Fueron a buscar un perrito a la perrera municipal. Ya tenían uno en casa. Se fijaron en dos perros oscuros que había en dos jaulas contiguas.
Túmbate! grito la niña de la familia mirando a ambos perros. No eran perritos tontos, y ya llevaban bastante tiempo vagando por el mundo como para saber lo que se esperaba de ellos. Lo que tenían que hacer para salir de aquella jaula y evitar el paseillo de los jueves que hacía desaparecer uno a uno a sus compañeros de celda. Luna era la tercera vez en pasar por aquel corredor de la muerte, era un experto en mostrar su mejor cara, en recurrir a todos lo trucos, en poner su mejor cara para que los exigentes visitantes se fijaran en el.
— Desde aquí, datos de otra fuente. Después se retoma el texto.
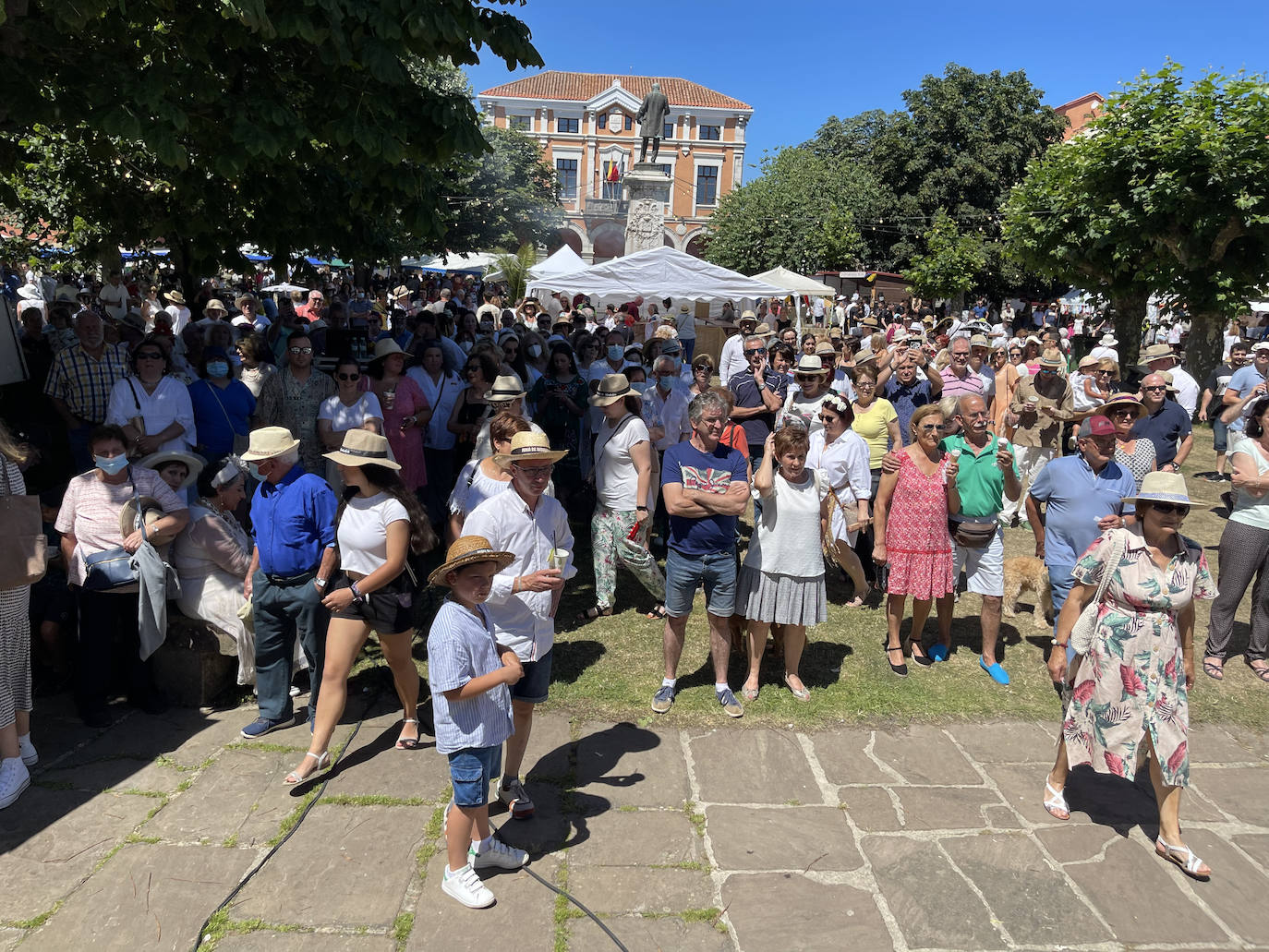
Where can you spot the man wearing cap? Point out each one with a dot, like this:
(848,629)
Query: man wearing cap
(731,358)
(292,397)
(1039,407)
(526,595)
(1082,497)
(294,522)
(1166,424)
Las tres familias anteriores lo sacaron de allí, pero no querían un perro, querían al mejor payaso, al más obediente, al más sumiso, al perro que les diera cariño cuando están tristes pero al que hacerle pagar todas sus frustraciones cuando las cosas van mal dadas.
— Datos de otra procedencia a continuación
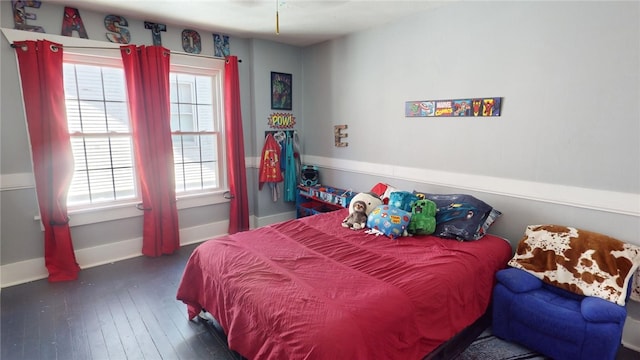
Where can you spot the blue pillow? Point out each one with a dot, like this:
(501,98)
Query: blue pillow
(461,216)
(389,220)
Era martes, y no quedaba mucho tiempo cuando llegó aquella familia. Empezó el operación triunfo con aquel grito de la niña de trenzas. Luna también aprendió a distinguir las familias, pudo irse con ellos, pudo darles todas las respuestas que ellos esperaban, pero esta vez no quiso. El quería que lo quisieran por como era, no por comparación con otro, no por responder las respuestas evidentes. Por ser el mismo.
Escuchó poco después como la niña señaló la jaula de al lado. Había perdido seguramente su última oportunidad, pero había conservado su dignidad. Le quedaban dos días, estaría encerrado, pero nadie lo juzgaría, nadie lo compararía, nadie esperaría que fuera mejor que otro.